Türkei-Krise sorgt für viel Unruhe an Finanzmärkten - Franken wertet sich auf

(Zusammenfassung) - Die Krise in der Türkei und der rasante Kursverfall der türkischen Lira haben am Freitag an den Finanzmärkten für viel Unruhe gesorgt. Der Schweizer Franken wurde seinem Ruf als "sicherer Hafen" vor allem gegenüber dem Euro gerecht. Gleichzeitig kamen die Aktienkurse gehörig unter Druck, besonders diejenigen der Banken.
10.08.2018 17:20

Der Franken legte besonders zum Euro stark zu: Am späten Freitagnachmittag kostete ein Euro nur noch um die 1,1350 Franken nachdem der Kurs am Vorabend noch um gut einen Rappen teurer gehandelt wurde. Zu einem solch tiefen Kurs wurde die europäische Währung zuletzt vor rund einem Jahr gehandelt. Zum US-Dollar gewann der Franken am Freitag dagegen nur leicht an Wert.

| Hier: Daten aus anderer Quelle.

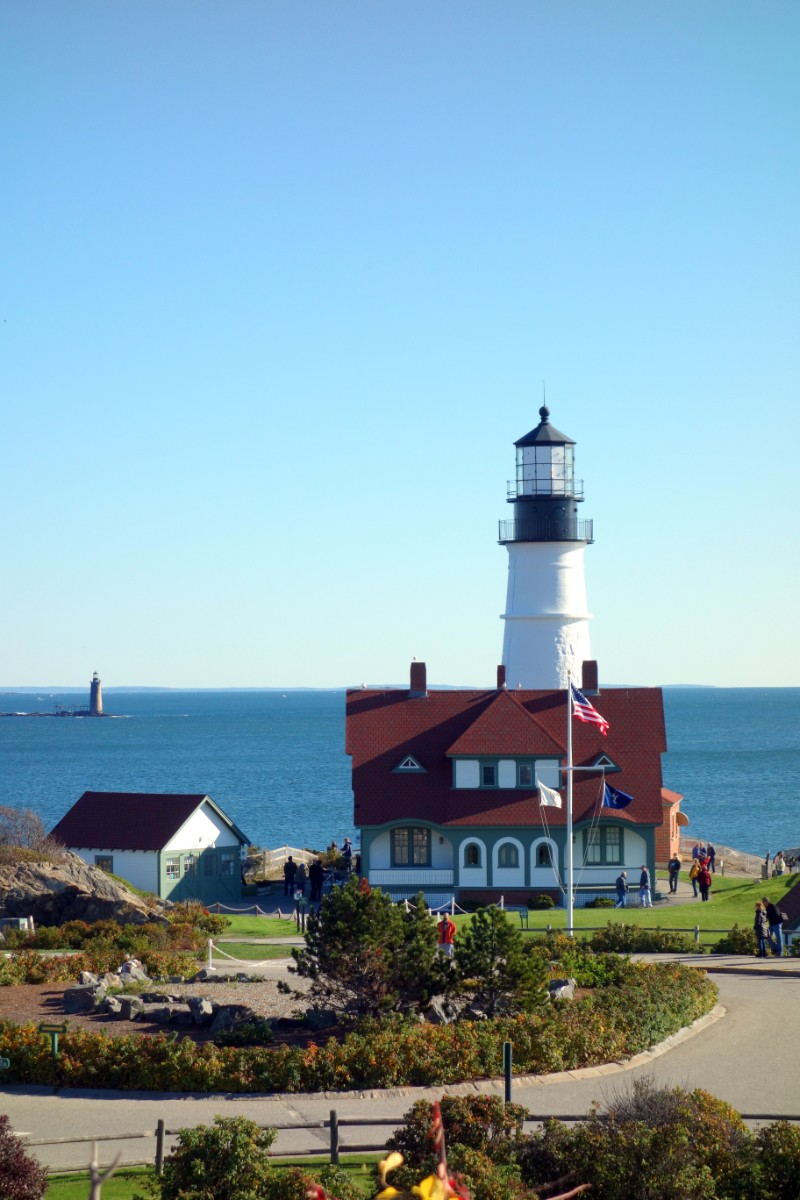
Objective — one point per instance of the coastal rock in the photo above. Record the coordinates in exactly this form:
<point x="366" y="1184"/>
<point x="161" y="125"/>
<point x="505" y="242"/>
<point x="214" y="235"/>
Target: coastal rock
<point x="53" y="893"/>
<point x="561" y="989"/>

Trump heizt im Türkei-Konflikt ein

Die Furcht der Anleger vor den Auswirkungen der Wirtschaftsturbulenzen in der Türkei setzte aber vor allem den Kurs der Lira stark unter Druck. Bereits am frühen Morgen brach die Lira zum Euro und zum Dollar regelrecht ein. Der Absturz setzte sich im Tagesverlauf fort. Der Euro war erstmals mehr als sieben Lira wert und der Dollar kostete erstmals mehr als sechs Lira

Im diplomatischen Konflikt mit der Türkei heizte US-Präsident Donald Trump am Freitag die Krise um den Verfall der türkischen Lira noch an. Auf Twitter kündigte er am Freitag eine Verdoppelung von US-Strafzöllen an. Auf der Gegenseite machte der türkische Staatspräsident Recep Tayyip Erdogan den Westen für die Krise verantwortlich. Er rief die Bevölkerung der Türkei dazu auf, Dollar und Euro in die Landeswährung umzutauschen.

Bankaktien unter Druck

Die Nervosität am Währungsmarkt schwappte so auch auf den Aktienhandel über: Der deutsche Leitindex Dax und der europäische EuroStoxx50 brachen am Freitag um jeweils rund zwei Prozent ein. Zusätzlichen Druck auf die Börse übten die anhaltenden Spannungen im Handelsstreit zwischen den USA und China aus.

Durch die Abwertung ihrer Währung werde es für türkische Schuldner schwieriger, ihre Fremdwährungskredite zu bedienen, erklärte ein Ökonom das von der Krise für europäische Banken ausgehende Risiko. Ein grosser Teil hiervon entfalle auf kurzfristige Verbindlichkeiten türkischer Banken. Einem Zeitungsbericht zufolge ist daher die Europäische Zentralbank (EZB) hellhörig geworden.

Die Aktien der in dem Bericht explizit erwähnten Institute - die französische BNP Paribas, die italienische HVB-Mutter Unicredit und die spanische BBVA - brachen daraufhin ein. Die Titel der Deutschen Bank und der Commerzbank gehörten ebenfalls zu den grössten Verlierern im Dax. Und gleichzeitig flogen türkische Anleihen in hohem Bogen aus den Depots.

Pharma-Aktie geben SMI etwas Halt

In der Schweiz büsste der Swiss Market Index (SMI) im späten Handel rund 1,2 Prozent ein. Dabei gaben dem Index, wie so oft in Krisensituationen, die defensiven Pharma-Schwergewichte Roche und Novartis etwas Halt. Diese Titel verloren weniger als ein Prozent. Das dritte Schwergewicht im Bunde, die Aktien des Nahrungsmittelkonzerns Nestlé, büsste deutlich mehr an Wert ein.

Unter stärkerem Kursdruck standen zu Wochenschluss vor allem die Bankaktien. Die Papiere der Grossbanken UBS und Credit Suisse litten unter den Marktturbulenzen und sackten um weit über zwei Prozent ein. Direkt, beispielsweise über die Vergabe von Krediten, dürften sie allerdings im Vergleich zu südeuropäischen Instituten nur in kleinem Umfang in der Türkei investiert sein.